JACKSON, Miss— Fannie Lou Hamer, one of Mississippi’s most iconic civil rights leaders, would have turned 100 years old this year on Oct. 6. To commemorate her legacy and the centennial of her life, a Mississippi Public Broadcasting original production titled “Fannie Lou Hamer: Stand Up” will premiere at 7 p.m., Thursday, Oct. 5, on MPB Television. An encore presentation will air at 4:30 p.m., Sunday, Oct. 8.
The 30-minute documentary film chronicles Hamer’s life from the time she attempted to register to vote in Indianola, Mississippi in 1962 while working as a sharecropper in Ruleville, Mississippi. The plantation owner forced her to leave his property for trying to register. Then her life propelled into civil rights activism to help all African Americans register to vote. She worked with the Student Nonviolent Coordinating Committee and was a co-founder of the Mississippi Freedom Democratic Party in 1964.
“It’s a story of her life told by people who knew her,” said Taiwo Gaynor, one of two MPB producers of the film. Civil rights activists interviewed for the film include Charles McLaurin, Flonzie Brown Wright, Charles Cobb, the Rev. Edwin King and Leslie McLemore, founding director of The Fannie Lou Hamer Institute at Jackson State University.
McLaurin met Hamer on a bus in 1962 as activists rode to Indianola to register to vote. He recalls the feeling of that ride. “Everybody on there was afraid, even myself,” he said. “White men in trucks were driving by, waving guns and yelling obscenities at us. These people on the bus were kind of upset and Fannie Lou Hamer started to sing.” A couple of years later, McLaurin inadvertently became Hamer’s campaign manager when she ran for Congress.
The film recreates poignant moments of Hamer’s life including the time she was arrested and beaten in a Winona, Mississippi jail in 1963. The film also recounts the impact her testimony had on the nation as a MFDP delegate to the Democratic Party National Convention in 1964. During her testimony she gave details of being beaten in jail.

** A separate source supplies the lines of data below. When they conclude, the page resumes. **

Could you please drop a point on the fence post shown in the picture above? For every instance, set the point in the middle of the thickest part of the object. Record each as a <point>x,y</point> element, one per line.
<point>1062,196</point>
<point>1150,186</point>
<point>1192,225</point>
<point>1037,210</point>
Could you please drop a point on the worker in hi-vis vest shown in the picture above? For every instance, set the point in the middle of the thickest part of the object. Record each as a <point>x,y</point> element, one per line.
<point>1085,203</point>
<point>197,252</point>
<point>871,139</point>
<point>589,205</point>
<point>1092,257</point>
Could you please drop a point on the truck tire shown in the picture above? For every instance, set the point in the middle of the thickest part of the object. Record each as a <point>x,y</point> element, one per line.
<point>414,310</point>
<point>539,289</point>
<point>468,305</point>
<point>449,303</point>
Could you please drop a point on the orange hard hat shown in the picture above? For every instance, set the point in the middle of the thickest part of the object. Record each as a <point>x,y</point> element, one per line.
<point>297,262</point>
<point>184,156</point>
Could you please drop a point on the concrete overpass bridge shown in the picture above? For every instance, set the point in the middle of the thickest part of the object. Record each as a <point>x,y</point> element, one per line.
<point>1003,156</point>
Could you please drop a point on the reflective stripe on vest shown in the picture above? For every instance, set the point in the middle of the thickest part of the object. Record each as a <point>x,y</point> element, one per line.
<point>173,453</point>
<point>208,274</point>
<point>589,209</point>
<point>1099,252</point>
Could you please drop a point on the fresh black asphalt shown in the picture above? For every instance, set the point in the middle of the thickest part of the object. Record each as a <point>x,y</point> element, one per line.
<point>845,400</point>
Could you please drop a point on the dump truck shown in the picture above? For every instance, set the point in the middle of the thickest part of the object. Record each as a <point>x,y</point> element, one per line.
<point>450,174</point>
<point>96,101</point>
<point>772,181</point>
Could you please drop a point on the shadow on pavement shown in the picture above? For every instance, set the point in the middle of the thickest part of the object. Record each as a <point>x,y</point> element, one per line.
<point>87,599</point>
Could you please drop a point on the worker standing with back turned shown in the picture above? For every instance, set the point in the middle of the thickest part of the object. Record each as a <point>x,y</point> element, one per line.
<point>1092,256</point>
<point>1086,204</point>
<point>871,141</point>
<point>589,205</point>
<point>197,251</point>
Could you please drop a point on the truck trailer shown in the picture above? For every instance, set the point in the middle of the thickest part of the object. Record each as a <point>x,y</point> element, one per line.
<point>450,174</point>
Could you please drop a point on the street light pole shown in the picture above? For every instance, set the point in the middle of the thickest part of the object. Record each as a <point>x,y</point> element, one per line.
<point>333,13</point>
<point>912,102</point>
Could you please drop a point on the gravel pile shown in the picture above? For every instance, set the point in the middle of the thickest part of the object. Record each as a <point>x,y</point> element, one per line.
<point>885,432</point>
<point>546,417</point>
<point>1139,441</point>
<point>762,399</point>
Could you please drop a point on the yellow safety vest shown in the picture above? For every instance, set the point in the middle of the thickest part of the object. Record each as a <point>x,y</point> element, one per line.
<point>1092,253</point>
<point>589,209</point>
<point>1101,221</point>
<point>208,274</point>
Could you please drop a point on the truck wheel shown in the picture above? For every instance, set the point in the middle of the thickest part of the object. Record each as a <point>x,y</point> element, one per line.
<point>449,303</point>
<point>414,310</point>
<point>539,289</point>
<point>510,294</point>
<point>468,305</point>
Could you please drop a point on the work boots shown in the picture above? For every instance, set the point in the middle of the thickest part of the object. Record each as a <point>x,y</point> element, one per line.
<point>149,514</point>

“All of this is on account of we want to register,” Hamer said. “And if the Freedom Democratic Party is not seated now, I question America. Is this America, the land of the free and the home of the brave, where we have to sleep with our telephones off the hooks because our lives be threatened daily because we want to live as decent human beings in America?”
In addition to Gaynor, “Fannie Lou Hamer: Stand Up” producers are John Gibson, MPB Director of Television; and Edie Greene. Actress Aunjanue Ellis, who grew up in Mississippi, narrates the film.